Published: 8 November 2005



It has been hypothesized that the African alleles Sl2 and McCb of the Swain-Langley (Sl) and McCoy (McC) blood group antigens of the complement receptor 1 (CR1) may confer a survival advantage in the setting of Plasmodium falciparum malaria, but this has not been demonstrated.


To test this hypothesis, children in western Kenya with severe malaria-associated anaemia or cerebral malaria were matched to symptomatic uncomplicated malaria controls by age and gender. Swain-Langley and McCoy blood group alleles were determined by restriction fragment length polymorphism and conditional logistic regression was carried out.

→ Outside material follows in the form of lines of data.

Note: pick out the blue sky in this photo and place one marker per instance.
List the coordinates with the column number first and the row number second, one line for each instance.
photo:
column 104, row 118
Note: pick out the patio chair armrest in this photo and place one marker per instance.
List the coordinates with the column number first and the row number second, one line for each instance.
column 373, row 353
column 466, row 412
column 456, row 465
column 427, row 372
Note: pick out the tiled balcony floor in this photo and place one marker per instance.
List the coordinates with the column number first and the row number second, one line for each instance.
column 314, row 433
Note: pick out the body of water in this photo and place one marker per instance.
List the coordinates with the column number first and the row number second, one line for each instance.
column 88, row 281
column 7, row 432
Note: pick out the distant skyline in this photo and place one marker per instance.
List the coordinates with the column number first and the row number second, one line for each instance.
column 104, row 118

No significant association was found between the African alleles and severe malaria-associated anaemia. However, children with Sl2/2 genotype were less likely to have cerebral malaria (OR = 0.17, 95% CI 0.04 to 0.72, P = 0.02) than children with Sl1/1. In particular, individuals with Sl2/2 McCa/b genotype were less likely to have cerebral malaria (OR = 0.18, 95% CI 0.04 to 0.77, P = 0.02) than individuals with Sl1/1 McCa/a.


These results support the hypothesis that the Sl2 allele and, possibly, the McCb allele evolved in the context of malaria transmission and that in certain combinations probably confer a survival advantage on these populations.